А Человек в очках не оставлял его в покое. Он говорил по-беларусски, но австриец этого не знал. Человек в темных очках вопил ему на ухо, перекрикивая радио: «Они говорят: Страна Замков! Не видели? Так и пишут: Беларусь – Страна Замков! Ха-ха».

«Ха-ха», – повторил умоляюще Австриец, снова выставив перед собой ладонь – но тщетно.

«Страна Замков! – презрительно крякнул его неумолкающий сосед. – А их тут раз-два и… Ну Мир, ну Несвиж, ещё парочка, ну и этот, куда мы едем, не хочу называть… Всё. Говорю вам: реально всё! Да и то, сейчас увидите – после реставраторов там живого места не осталось.

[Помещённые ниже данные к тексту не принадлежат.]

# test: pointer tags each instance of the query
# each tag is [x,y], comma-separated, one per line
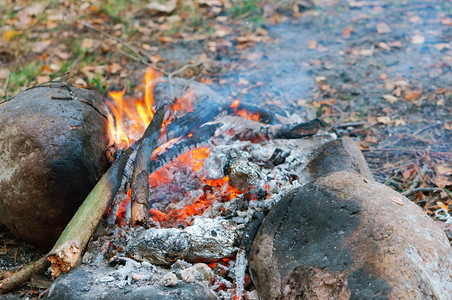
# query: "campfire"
[191,174]
[208,196]
[207,180]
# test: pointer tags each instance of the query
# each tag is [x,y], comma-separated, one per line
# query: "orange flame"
[124,131]
[243,112]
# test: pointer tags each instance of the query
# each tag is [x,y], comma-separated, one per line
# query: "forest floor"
[378,71]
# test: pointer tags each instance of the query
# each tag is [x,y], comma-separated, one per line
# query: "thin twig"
[339,120]
[421,189]
[6,86]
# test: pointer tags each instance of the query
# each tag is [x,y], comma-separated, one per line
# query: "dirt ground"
[378,71]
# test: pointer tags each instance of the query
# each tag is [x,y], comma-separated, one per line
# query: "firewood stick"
[140,177]
[68,249]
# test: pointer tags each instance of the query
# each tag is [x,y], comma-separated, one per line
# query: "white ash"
[205,240]
[170,279]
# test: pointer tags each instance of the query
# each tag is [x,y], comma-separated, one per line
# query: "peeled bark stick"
[140,178]
[68,249]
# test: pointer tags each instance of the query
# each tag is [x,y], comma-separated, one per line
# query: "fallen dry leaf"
[417,39]
[442,181]
[442,46]
[312,44]
[166,39]
[384,120]
[397,200]
[448,126]
[399,122]
[328,102]
[366,52]
[113,68]
[321,48]
[415,19]
[81,83]
[10,34]
[167,7]
[413,95]
[358,3]
[42,79]
[444,169]
[87,43]
[221,30]
[347,32]
[383,28]
[396,44]
[390,98]
[384,46]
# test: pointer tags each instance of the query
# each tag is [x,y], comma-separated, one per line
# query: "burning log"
[205,240]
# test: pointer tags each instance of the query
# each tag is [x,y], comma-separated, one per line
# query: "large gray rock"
[344,236]
[341,154]
[52,152]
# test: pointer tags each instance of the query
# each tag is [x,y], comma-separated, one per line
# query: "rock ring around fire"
[53,141]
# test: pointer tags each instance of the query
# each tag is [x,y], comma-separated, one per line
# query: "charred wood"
[285,131]
[140,177]
[199,137]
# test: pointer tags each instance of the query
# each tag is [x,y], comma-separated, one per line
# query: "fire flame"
[130,117]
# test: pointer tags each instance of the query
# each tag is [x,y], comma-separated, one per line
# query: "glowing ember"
[128,120]
[243,112]
[185,103]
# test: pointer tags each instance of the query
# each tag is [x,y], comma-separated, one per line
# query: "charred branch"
[286,131]
[140,177]
[199,137]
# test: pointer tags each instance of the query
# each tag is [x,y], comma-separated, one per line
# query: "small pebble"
[170,279]
[188,275]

Не замок, а, извините, жертва аборта!»

Он победно оглянулся и обвёл глазами других пассажиров, которые старательно делали вид, что не слушают.

«Так а чего ты на экскурсию едешь, если жертва? – наконец лениво спросил кто-то сзади. – Сидел бы дома».

«Вот народ, всё бы своё обсирать, не могу…» – сразу же сказала какая-то женщина в зелёном, не отрывая взгляда от окна.

Над замком висела туча, проткнутая тонким лучом солнца. И луч опускался к самой замковой башне, и там, где он прикасался к ней, переливалось странное свечение.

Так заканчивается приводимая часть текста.